Picket signs and posters in hand, dozens gathered outside Charleston’s main post office last week to sound the alarm over looming postal job cuts and a move toward privatizing domestic mail services.
For years, the United States Postal Service (USPS) has been on the financial decline, capped with a $9.5 billion net loss in fiscal year 2024. President Donald Trump has floated plans to restructure the agency, and earlier this month USPS announced it would cut 10,000 jobs nationally through a voluntary early retirement program.
But Charleston-area postal unions worry that could bring risks to harder-to-reach rural communities, including much of West Virginia.
“Do you really think that they’re going to want to deliver one piece of mail to you all the way up a holler in West Virginia, versus concentrate on the inner city and the corporations here inside the city?” said Tim Holstein, vice president of Charleston’s American Postal Workers Union Local 133.
Holstein helped organize Thursday’s rally, part of a nationwide demonstration from postal unions to raise concerns over the looming changes to the nation’s public mail service.
“It’s just a no-win for union workers,” Holstein said at the rally. “It’s a no win for West Virginia, being a rural state.”
Photo Credit: Jack Walker/West Virginia Public Broadcasting
Letter carrier Rob Lloyd — who also serves as secretary for the Charleston-area Branch 531 of the National Association of Letter Carriers — said he saw cutbacks on USPS coming, just not this fast.
“These people on Capitol Hill, they want to come after people that have good-paying jobs,” Lloyd said. “They attack labor unions.

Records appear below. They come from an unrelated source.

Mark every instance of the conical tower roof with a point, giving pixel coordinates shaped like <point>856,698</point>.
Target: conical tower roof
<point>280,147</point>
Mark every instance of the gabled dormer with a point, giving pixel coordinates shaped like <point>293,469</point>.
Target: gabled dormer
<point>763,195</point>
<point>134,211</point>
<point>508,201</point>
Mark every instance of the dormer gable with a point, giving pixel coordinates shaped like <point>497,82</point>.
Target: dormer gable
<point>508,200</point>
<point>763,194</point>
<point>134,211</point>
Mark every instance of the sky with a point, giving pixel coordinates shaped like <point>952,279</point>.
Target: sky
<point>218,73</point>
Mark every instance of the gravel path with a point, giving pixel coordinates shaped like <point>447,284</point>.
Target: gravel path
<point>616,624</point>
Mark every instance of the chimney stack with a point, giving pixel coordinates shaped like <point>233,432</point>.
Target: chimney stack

They do it all the time. You can kind of see the writing on the wall with the way things have happened. I wasn’t anticipating it being this swift and this scary.”
Like some others at the rally, Lloyd expressed particular concern over the newly launched Department of Government Efficiency (DOGE), led by entrepreneur and advisor Elon Musk. DOGE has been at the forefront of federal workforce cuts nationwide since launching under the Trump administration.

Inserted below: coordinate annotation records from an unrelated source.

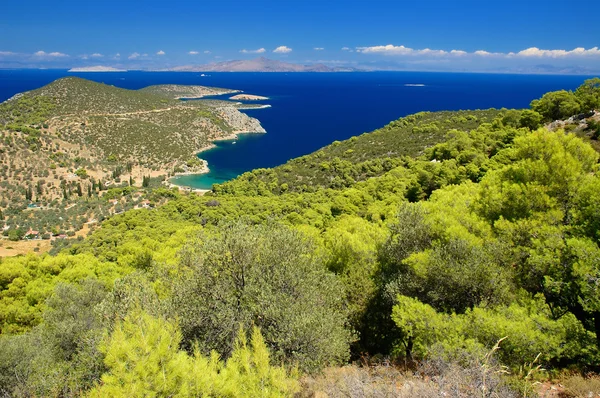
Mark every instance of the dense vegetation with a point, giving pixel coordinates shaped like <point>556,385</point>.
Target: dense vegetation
<point>63,146</point>
<point>472,258</point>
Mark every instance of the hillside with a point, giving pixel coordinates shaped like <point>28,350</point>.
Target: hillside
<point>343,163</point>
<point>466,267</point>
<point>69,141</point>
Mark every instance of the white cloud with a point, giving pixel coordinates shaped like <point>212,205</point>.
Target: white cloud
<point>579,51</point>
<point>388,49</point>
<point>259,51</point>
<point>282,50</point>
<point>530,52</point>
<point>52,54</point>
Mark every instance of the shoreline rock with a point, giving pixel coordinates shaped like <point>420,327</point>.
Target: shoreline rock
<point>248,97</point>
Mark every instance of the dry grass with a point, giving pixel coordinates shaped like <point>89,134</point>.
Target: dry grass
<point>473,377</point>
<point>9,248</point>
<point>582,387</point>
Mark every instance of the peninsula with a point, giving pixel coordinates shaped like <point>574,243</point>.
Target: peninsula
<point>248,97</point>
<point>74,139</point>
<point>260,64</point>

“It’s really scary, because you know that he doesn’t have any clue what we do every day — the service we provide to the American people,” Lloyd said.
Concerns like these are shared by postal workers at all levels, including management. Outgoing Charleston Postmaster David Staton said reductions to USPS come at workers’ expense, and would be a detriment to the local community.

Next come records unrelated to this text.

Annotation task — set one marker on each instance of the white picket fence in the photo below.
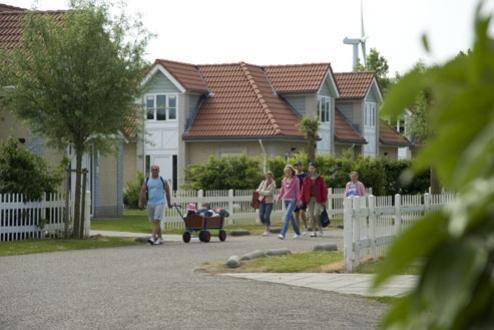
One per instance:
(237, 202)
(372, 222)
(21, 219)
(31, 219)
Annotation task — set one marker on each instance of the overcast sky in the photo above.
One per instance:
(299, 31)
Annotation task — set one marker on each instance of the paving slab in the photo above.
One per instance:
(356, 284)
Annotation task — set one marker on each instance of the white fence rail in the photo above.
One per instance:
(371, 223)
(31, 220)
(237, 202)
(21, 219)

“We just don’t want to lose any jobs here in the state that are well-paying jobs,” Staton said. “We can’t afford to lose jobs here.”
Tim Powers has worked in the postal industry for nearly three decades, and today serves as president of the Charleston-area National Postal Mail Handlers Union Local 305. But years ago he worked at a postal facility in Huntington that was shut down, forcing him to transfer to Charleston.
Photo Credit: Jack Walker/West Virginia Public Broadcasting
That was a difficult experience Powers hopes unions can shield today’s workforce from.
“I do know what it’s like to have your life interrupted already by work. At this point, this is obviously at a significantly different level [than] that,” Powers said. “Over the last few years, we’ve had to fight and make the people aware more than ever of the danger that’s facing the postal service.”
The picket line is familiar territory for Charleston’s postal workers. In 2023, local postal unions began rallying against plans to consolidate a South Charleston mail processing center, the only full processing facility in the state.
The proposal would have transferred many services and positions at the Charleston Processing and Distribution Center to a facility near Pittsburgh, but USPS ultimately changed course and left the facility’s operations in place.
If USPS is privatized or downsized, “the people are the ones that will lose their postal service and suffer the most,” Powers said. “And, of course, all of us that work here as well. Because it’ll be only the uber rich, only the billionaires [who] benefit from breaking up something and profiting off of it. Everybody else will have slower service and higher prices.”
While having to reassert his industry’s value may be tiring, Holstein said he and other union workers organize to support the postal service because of the resource it provides workers and residents alike.
“This is a kind of unique job, because not only am I doing it for my members,” Holstein said. “[But] I am also doing it for the public. We’re here to fight, and we fight to win.”